Today it's monday, yeah you probably would have guessed that already when you saw the title. But suprisingly it's not just another monday, in general it is, but not for me. I've been through a lot of journies the last few months. Lots of hardships, lots of luck, yes the luck dragon had some luck this time.

This month I met a girl, who lives nearby, we went to a fantasy festival, a castle, together. We chatted online and we both found out that we both would have liked to visit the fantasy festival, but nobody would accompany us. So, yes, like you could guess, we went, the two of us, two complete strangers who had.... become girlfriends. Yes, you wouldn't have guessed that, would you? Neither have I expected this to happen. But I'm in love, and this time, it's damn great

Also, I applied for a music academy far away from town, yep gotta travel a bit, sometimes I really wish I was falkor, or Atreyu for that matter. But yeah, I auditioned for the school last week. I wasn't as nervous as a Social Phobe would usually be, in fact it went really well. I auditioned with 3 songs, one own song that I wrote together with my mother, called; You will be back. I played guitar with it while singing. And after that, I took a seat behind the piano and played someone like you, and after, I played Lost, a song by a dutch gal called Anouk. (just google it and you'll see how amazing she is.) Anyways, I really hope It turned out well. This week they will give me a call or an email if I passed it. Omg, I would be so dissapointed if I'm not in the school, I would cry some tears of sadness, but if I'm in, I'll definitely cry some tears of joy. (No, not being cheezy, still I'm down to earth, but I'm a pretty emotional person, aha aha, Empathious is me). Anyways, I really am nervous this week and I'll keep you guys posted. And If I'm in, Ill definitely write a lot of stories about my adventures at the music academy. Oh PLEASE for the sake of spw, let me continue my adventurous journal?! But I'll write anyway.
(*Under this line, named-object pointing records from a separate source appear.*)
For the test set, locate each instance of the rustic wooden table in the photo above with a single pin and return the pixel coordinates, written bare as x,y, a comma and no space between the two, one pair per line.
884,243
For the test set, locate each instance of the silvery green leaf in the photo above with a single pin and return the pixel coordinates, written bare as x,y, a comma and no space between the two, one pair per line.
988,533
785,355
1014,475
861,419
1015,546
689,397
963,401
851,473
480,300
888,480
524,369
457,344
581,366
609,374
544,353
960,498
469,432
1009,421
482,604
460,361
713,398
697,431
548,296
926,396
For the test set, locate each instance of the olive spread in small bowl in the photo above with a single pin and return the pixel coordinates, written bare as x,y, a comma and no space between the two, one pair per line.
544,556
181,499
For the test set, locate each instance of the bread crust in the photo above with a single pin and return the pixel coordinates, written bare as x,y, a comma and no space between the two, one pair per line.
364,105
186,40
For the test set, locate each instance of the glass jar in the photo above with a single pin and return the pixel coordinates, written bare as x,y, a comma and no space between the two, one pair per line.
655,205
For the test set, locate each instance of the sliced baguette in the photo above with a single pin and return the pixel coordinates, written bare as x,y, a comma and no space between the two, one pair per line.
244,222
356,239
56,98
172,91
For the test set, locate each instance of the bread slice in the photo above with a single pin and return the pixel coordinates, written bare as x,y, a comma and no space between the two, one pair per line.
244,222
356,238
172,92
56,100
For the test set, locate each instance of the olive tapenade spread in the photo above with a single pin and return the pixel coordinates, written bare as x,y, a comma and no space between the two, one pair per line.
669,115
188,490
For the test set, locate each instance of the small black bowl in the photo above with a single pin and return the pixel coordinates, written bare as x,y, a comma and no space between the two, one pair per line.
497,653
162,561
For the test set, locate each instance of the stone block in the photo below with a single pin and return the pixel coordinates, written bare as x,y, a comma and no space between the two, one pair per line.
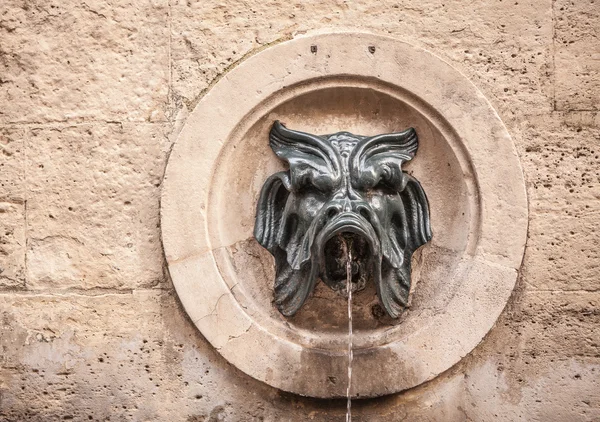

Also I had a lot of hardships, lots of anxiety and tears last week, from meeting people, I was very anxious but I'll write more about it next time, I'm gonna watch Avatar now.... If that world would only be real, I wanna go to Pandora.... Maybe in the future, the World (Edit; my girlfriend says universe because that's another world) is full of suprises so I wouldn't be suprised. (Hmmm, what a sentence, Hehehehe).

Y'all, the message of today is; Hakuna matata, for the rest of your days....Hakuna matata, for all that hakuna matatamatters.

Always believe in yourself. We do that too less, now stop lessening your self worth and let it go up, up, up, up. And you'll feel euphoria.